Es gibt Schneewittchen und Schneehexen, Schneeweißchen und Schneerosenrot, Schneegeißlein und natürlich auch Schneewölfe. Der Schneewolf ist ein Nacht- und Hüttentier. Hätte er besser verhüttet, wäre er längst ausgestorben. Domestizierte Schneewölfe nennt man Holzhüttenschneewölfe. Sie haben ein großes Maul bestehend aus Längs- und Querbalken, ihre Dachrandmaulleiste ist gespickt mit zackigen Eiszapfenleitzinken, ihre Zunge ist schollenförmig, eingedepscht und ihr Gaumenzäpfchen ein frontal gelagerter Orientierungsknubbel. Holzhüttenschneewölfe sind wechtenaffin (Gibt’s auch Graupel-, Kraut- und Sandwechten?), ihre Welt ist, wie der Winter, schwarz-weiß und bitter für Beutetiere: Sechs Geißlein bereits im Magen, eins noch unter der Zunge. Der Frühling ist bunt, der Holzhüttenschneewolf aber ist schwarz-weiß und Blut in schwarz-weiß grau.

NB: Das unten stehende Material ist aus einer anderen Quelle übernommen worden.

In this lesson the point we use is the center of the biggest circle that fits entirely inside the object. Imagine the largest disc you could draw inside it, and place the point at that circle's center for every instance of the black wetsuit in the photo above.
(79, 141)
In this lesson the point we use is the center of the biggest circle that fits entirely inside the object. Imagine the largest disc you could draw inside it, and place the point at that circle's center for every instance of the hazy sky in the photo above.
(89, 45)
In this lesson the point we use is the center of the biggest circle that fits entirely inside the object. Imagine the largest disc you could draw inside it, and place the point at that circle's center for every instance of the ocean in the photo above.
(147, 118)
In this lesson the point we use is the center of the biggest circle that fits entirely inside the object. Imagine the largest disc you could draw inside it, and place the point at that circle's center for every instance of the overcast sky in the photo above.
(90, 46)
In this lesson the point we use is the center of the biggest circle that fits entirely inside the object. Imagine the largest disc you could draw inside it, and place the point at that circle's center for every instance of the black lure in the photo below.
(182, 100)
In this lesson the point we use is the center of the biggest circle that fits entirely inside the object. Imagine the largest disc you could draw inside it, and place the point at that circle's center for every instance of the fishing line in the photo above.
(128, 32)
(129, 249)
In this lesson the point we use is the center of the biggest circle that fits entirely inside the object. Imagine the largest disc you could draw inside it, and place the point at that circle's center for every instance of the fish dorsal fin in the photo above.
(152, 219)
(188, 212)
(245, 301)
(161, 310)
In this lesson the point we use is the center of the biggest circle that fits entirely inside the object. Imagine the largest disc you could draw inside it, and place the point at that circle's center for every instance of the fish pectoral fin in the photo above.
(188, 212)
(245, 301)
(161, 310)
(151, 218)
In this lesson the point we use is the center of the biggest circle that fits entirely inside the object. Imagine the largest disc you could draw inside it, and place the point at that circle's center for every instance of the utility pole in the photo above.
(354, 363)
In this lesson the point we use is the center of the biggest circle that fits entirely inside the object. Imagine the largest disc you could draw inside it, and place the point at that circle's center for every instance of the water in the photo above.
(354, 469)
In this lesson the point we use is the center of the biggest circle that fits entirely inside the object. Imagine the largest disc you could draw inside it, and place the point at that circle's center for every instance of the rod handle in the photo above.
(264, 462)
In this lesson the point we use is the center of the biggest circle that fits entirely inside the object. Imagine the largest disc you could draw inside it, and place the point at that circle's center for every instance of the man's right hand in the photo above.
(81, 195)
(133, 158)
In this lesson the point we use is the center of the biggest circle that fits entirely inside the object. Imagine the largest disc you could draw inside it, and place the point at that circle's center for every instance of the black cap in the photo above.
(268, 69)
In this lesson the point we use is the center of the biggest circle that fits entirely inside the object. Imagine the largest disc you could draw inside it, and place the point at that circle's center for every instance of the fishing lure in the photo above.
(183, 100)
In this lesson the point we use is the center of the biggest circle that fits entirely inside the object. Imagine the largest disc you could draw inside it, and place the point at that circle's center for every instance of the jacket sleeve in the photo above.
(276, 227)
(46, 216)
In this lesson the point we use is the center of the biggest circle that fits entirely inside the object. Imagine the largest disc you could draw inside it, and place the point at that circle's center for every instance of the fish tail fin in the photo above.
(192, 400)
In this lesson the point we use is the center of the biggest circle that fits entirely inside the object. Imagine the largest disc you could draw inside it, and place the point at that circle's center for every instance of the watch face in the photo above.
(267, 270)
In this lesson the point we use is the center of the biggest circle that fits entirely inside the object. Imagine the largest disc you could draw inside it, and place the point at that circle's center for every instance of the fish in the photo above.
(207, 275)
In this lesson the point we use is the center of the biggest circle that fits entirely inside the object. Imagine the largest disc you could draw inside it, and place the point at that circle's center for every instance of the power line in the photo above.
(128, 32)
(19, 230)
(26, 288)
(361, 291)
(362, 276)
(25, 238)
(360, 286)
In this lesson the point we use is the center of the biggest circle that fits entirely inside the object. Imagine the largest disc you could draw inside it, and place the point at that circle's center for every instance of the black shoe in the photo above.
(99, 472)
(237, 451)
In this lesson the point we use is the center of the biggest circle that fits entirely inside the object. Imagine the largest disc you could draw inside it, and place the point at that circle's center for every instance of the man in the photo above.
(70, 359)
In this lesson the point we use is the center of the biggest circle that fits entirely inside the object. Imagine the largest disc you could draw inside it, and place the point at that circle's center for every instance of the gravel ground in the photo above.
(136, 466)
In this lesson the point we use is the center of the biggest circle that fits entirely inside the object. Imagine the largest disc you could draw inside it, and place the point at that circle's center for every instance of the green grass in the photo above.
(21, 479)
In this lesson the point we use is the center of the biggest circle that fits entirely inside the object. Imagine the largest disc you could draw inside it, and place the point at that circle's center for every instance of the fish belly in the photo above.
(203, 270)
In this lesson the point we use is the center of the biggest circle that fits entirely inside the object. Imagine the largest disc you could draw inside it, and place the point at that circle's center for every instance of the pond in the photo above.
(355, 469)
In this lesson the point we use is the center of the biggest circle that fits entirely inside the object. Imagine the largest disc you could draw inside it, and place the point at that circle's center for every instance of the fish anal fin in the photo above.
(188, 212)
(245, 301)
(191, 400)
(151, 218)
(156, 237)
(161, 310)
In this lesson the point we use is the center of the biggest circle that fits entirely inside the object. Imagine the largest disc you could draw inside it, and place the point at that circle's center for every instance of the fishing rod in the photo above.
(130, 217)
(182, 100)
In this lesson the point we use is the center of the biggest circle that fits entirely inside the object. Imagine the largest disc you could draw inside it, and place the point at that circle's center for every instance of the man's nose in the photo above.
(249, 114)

Rohrköhlauer # 3, am 31. Jänner 2017
ROHRKÖHLAUER-KONZEPT
Rohrköhlauer ist ein Dialog zwischen Fotografie und Literatur. Die Fotografin Claudia Rohrauer gibt das Bild und den Rhythmus vor, der Autor Markus Köhle liefert den dementsprechend kurzen oder langen Text – je nach Bildfrequenz: 1 Foto pro Woche = 7 Zeilen Text, 1 Foto pro Monat = 28-31 Zeilen, 1 Foto pro Jahr = 365 Zeilen, 2 Fotos pro Tag = 2 halbe Zeilen, etc.